Dzień dobry, czy ktoś wie, jak przetłumaczyć CARGOS ELECTIVOS?


----------



## Thomas1

Dzień dobry,

żeby móc odpowiedzieć potrzebne jest:
zdanie, w którym występuje wyrażenie,
kontekst,
źródło.


----------



## ebook

Oto kontekst:

Esta preocupacion por "lo politico" no es suficiente en si misma, porque el tejido social, en los habitos cotidianos, en las acciones y declaraciones de os casi 14 000cargos electivos que existen hoy en Argentina, subyacen - mas o menos explicitamente - imagenes y referencias contradictorias y muchas veces desprestigiadas de lo politico.


----------



## Thomas1

Coś mi się wydaje, że zdanie ma błędy, jakie jest źródło?
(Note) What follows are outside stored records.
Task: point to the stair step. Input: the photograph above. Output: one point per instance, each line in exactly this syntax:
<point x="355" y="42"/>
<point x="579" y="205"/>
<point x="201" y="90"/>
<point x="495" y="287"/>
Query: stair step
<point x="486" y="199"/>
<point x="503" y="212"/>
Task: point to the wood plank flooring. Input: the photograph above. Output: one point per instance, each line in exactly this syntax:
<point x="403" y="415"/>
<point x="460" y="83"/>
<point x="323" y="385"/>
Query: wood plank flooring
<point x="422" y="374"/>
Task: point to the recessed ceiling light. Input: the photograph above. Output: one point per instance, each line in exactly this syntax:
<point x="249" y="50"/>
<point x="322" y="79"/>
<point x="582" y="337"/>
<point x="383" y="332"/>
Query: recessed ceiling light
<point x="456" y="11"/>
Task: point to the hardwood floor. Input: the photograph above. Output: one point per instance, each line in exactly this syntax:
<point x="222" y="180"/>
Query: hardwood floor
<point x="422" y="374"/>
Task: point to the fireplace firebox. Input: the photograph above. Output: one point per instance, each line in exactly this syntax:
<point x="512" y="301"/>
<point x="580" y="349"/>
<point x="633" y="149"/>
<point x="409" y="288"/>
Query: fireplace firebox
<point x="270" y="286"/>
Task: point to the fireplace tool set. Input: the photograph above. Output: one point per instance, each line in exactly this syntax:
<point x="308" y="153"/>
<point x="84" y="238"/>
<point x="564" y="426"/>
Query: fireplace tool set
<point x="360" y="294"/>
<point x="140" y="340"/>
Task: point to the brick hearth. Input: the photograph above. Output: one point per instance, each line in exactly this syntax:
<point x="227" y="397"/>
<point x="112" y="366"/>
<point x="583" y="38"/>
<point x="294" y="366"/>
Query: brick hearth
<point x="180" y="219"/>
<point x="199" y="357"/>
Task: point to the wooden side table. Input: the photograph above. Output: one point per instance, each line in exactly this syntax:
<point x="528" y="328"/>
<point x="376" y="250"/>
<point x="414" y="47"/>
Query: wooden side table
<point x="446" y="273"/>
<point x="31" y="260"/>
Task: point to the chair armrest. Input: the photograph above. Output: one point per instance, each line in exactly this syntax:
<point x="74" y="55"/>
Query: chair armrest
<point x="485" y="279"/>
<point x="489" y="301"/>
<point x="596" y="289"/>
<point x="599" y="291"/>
"cargo electivo" można przetłumaczyć np. jako "osoba wybrana do sprawowania mandatu", ale nie wiem, czy to pasuje, bo nie ma tekstu.


----------



## ebook

To tekst filozoficzno - religijny, autorem jest jezuita, zdanie jest przepisane słowo w słowo z oryginału, jest skomplikowane, ale ja nie widzę błędów... w zasadzie jeśi chodzi o cargos electivos, to nie ma już więcej w kontekście nic, co by dotyczyło tego sformułowania... Myślę, że uproszczę to i po prostu napiszę "wybranych na polityków"


----------



## Thomas1

Ach, w takim razie pewnie chodzi o literówki, np. "preocupacion" albo "de os casi".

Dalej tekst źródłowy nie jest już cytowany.